Boeing and Japan Airlines Flight Demonstration of Second-Generation Biofuel Planned
SEATTLE, June 23, 2008 -- Boeing [NYSE: BA] and Japan Airlines (JAL) will make a significant contribution to the search for a viable, sustainable, second-generation biofuel for commercial use by the aviation industry. With the close cooperation of Pratt & Whitney, the airline will conduct a demonstration flight to accelerate current research and development into the creation of a second-generation biofuel.
A second-generation biofuel will be blended with jet fuel and tested in one of the four engines of a JAL Boeing 747-300 aircraft equipped with Pratt & Whitney JT9D engines. The biofuel to be used has not yet been decided. JAL will provide the airplane and staff for the short, approximately one-hour, demonstration flight out of an airport in Japan scheduled by March 31, 2009. The flight will be the first biofuel demonstration by an Asian carrier and the first using Pratt & Whitney engines.
Boeing, JAL and Pratt & Whitney have specifically opted to use a second-generation biofuel that is exponentially more efficient and sustainable energy than first-generation counterparts. Second-generation biofuels do not compete with natural food or water resources and do not contribute to deforestation practices. First-generation biofuel sources, such as corn and soybean derivatives, typically require large areas of landmass and are food crops predominately grown for human consumption. Second-generation biofuels avoid the situation in which a food and fuel directly compete for the same natural resources.
The JAL flight demonstration will contribute significantly to current research and development into the creation of a second-generation biofuel tailored to the specifications of existing modern jet aircraft and engines. The goal is to find an alternative fuel that will help reduce the impact of carbon dioxide emissions (CO2) generated by the aviation industry, while also reducing the industry's reliance on traditional petroleum-based fuels.

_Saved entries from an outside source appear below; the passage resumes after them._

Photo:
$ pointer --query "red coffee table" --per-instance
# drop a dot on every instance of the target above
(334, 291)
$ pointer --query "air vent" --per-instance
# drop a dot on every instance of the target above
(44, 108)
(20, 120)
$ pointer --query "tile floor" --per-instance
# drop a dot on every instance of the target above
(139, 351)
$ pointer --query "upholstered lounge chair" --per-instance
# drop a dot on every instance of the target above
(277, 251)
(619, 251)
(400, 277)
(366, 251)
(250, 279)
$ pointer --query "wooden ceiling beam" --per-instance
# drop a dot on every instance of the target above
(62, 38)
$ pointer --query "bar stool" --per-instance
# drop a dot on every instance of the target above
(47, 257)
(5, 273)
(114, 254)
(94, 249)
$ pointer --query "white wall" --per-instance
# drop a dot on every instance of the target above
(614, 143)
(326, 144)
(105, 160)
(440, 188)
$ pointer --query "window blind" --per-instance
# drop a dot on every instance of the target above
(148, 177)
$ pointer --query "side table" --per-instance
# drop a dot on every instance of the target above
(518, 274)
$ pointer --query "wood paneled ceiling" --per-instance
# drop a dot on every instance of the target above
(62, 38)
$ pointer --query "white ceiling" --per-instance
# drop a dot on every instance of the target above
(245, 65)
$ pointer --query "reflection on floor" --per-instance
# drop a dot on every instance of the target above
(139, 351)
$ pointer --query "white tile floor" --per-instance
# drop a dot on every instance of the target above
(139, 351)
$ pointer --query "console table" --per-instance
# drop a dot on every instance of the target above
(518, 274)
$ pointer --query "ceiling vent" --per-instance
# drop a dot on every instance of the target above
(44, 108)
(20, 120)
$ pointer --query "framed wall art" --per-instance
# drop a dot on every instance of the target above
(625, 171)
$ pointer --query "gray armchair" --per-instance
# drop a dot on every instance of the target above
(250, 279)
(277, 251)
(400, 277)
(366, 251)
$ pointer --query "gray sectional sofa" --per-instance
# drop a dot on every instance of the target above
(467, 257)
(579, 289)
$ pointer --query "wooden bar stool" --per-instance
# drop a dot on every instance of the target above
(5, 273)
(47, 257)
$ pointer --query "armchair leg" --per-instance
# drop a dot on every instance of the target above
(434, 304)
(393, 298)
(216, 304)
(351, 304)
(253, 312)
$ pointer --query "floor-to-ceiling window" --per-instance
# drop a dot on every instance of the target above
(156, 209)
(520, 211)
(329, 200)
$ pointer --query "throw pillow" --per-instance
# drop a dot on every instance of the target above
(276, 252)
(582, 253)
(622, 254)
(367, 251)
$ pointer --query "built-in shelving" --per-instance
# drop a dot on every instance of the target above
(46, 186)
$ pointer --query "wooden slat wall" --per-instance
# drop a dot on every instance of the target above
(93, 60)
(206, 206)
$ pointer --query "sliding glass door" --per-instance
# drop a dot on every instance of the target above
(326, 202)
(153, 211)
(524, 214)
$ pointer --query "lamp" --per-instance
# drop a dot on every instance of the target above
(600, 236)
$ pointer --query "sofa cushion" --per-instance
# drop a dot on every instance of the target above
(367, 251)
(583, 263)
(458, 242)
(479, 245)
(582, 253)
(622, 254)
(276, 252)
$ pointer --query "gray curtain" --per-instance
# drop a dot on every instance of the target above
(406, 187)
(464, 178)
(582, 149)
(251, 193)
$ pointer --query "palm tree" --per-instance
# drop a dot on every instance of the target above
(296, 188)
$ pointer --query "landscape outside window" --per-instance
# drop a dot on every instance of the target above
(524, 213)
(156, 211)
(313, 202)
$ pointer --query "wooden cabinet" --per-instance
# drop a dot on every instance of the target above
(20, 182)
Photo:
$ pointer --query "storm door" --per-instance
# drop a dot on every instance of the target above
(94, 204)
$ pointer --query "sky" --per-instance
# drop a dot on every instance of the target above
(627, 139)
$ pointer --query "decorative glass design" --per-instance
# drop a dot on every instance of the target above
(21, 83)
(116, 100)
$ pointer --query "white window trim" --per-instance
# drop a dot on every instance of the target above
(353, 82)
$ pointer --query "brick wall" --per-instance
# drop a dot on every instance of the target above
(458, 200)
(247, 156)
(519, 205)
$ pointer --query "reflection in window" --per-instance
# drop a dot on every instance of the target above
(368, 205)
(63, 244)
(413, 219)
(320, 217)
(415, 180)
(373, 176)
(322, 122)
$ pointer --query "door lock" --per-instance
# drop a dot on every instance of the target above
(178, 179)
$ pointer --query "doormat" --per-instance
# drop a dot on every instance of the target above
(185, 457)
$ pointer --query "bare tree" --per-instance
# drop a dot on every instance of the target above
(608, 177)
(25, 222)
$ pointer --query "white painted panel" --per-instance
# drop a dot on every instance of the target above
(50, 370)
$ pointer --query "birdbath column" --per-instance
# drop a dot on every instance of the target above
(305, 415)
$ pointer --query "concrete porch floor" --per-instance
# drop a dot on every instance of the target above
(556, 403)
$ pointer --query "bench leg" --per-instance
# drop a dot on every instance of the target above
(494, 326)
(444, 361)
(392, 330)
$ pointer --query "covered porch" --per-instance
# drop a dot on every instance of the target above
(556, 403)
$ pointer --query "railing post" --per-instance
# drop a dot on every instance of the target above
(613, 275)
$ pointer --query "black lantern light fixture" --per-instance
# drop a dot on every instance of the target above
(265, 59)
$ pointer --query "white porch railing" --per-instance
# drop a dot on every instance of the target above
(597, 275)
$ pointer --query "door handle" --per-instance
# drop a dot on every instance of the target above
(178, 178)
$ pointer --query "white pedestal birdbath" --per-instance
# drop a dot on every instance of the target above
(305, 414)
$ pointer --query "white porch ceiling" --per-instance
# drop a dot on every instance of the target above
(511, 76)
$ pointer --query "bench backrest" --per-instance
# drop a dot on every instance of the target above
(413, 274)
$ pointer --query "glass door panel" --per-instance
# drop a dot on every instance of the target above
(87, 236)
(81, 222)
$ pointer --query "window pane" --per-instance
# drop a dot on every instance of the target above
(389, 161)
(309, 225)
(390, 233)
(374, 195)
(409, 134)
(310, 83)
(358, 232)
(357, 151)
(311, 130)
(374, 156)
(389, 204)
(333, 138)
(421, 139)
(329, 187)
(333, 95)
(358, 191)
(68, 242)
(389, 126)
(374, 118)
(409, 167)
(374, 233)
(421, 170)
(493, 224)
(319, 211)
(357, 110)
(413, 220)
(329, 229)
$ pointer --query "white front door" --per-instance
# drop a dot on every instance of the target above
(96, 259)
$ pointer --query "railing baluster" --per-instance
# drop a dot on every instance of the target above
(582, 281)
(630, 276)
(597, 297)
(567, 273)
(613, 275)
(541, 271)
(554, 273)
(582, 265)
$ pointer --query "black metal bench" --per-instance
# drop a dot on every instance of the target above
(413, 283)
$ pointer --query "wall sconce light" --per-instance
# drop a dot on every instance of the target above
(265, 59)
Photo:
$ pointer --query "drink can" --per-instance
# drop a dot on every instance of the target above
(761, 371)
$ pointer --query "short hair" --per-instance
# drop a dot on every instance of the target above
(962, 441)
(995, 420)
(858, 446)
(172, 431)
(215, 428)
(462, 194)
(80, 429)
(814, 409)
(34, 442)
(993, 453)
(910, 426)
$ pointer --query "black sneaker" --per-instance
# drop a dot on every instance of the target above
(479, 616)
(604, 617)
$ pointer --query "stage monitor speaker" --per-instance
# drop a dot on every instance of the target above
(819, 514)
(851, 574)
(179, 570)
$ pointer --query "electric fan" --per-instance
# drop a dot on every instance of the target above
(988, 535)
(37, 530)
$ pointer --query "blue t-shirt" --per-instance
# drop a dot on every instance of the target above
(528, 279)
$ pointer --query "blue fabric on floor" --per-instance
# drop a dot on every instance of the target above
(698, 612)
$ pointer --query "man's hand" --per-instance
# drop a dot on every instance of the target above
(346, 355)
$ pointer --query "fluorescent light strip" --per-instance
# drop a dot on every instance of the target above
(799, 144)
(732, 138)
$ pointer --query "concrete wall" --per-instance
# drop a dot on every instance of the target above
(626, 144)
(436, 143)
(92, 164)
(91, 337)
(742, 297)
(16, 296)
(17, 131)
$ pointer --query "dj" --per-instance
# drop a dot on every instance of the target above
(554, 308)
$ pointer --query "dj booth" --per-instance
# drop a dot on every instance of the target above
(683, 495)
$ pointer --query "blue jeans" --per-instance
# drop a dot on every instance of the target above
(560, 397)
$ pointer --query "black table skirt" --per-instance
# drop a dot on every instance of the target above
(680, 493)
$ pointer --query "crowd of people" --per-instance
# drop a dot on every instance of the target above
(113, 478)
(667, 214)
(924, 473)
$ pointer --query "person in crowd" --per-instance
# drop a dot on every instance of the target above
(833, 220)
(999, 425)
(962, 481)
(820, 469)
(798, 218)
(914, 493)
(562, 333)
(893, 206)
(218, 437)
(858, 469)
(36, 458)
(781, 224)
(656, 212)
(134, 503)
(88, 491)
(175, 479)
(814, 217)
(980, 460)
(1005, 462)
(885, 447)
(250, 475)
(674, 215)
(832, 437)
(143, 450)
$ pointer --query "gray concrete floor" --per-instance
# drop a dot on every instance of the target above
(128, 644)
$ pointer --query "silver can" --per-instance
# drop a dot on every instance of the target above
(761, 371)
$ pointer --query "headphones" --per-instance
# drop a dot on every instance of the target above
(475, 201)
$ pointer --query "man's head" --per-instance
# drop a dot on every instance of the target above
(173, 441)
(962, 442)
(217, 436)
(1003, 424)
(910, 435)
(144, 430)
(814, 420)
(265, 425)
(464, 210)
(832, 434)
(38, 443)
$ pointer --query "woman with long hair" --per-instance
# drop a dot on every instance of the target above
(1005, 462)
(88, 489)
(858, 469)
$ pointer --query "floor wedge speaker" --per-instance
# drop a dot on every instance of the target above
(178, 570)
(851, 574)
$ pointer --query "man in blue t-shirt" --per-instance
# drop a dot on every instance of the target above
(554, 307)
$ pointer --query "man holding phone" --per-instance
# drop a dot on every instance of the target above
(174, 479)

At an event held in Tokyo to announce the planned biofuel demonstration flight, JAL Group President and CEO Haruka Nishimatsu said, "Our participation in the search for a viable second-generation biofuel is a clear signal to everyone of our strong commitment to increasing the environmental sustainability of the JAL Group and the airline industry.
"For more than 15 years, our airline has been implementing a variety of measures designed to reduce and offset the impact our business activities have on the environment. Not only are we endeavouring to reduce our own footprint on the environment," he added, "but we are throwing our support and resources behind projects such as this, which will help in the wider battle against climate change and global warming."
"Supporting Japan Airlines in this biofuel trial makes both economic and environmental sense," said Boeing Japan President Nicole Piasecki. "Boeing salutes Japan Airlines' ongoing efforts to demonstrate the highest levels of environmental commitment through innovation and continuous technological improvement. Together with Pratt & Whitney, we have an opportunity to write a new chapter in our relationship, one that will help pioneer new and sustainable biofuel solutions for the good of the entire commercial aviation industry."
"We are proud to partner with Boeing and our long-time customer Japan Airlines to demonstrate the performance, safety and viability of second generation biofuels as part of our ongoing commitment to the environment," said Todd Kallman, president, Pratt & Whitney Commercial Engines. "Pratt & Whitney is aggressively researching and testing alternative fuels for the aviation industry in an effort to reduce greenhouse gas emissions, improve engine efficiency and reduce airline operating costs. We look forward to working closely with JAL and Boeing as we continue this research."
The highest levels of safety will be adhered to throughout the whole biofuel flight demonstration process. Boeing will conduct a preliminary biofuel screening evaluation after which the best performing biofuel will be selected by the end of August 2008. The biofuel will be used in only one of the four engines of the Boeing 747-300 airplane operated by JAL.
The JAL Group has been conducting a variety of measures that are helping to reduce its environmental footprint. It is targeting a 20 percent cut in the CO2 emissions per ATK of its fleet by 2010, compared to 1990 levels. It has already achieved nearly 16 percent reduction since 1990. Fleet renewal through the introduction of more fuel efficient aircraft has been indispensable to the airline group achieving these CO2 emission cuts. Almost 30 percent of the aircraft in the JAL fleet have been delivered in the past five years as it has retired 90 older models. The airline still has outstanding orders for more than 80 new airplanes, including the super-advanced Boeing 787 Dreamliner.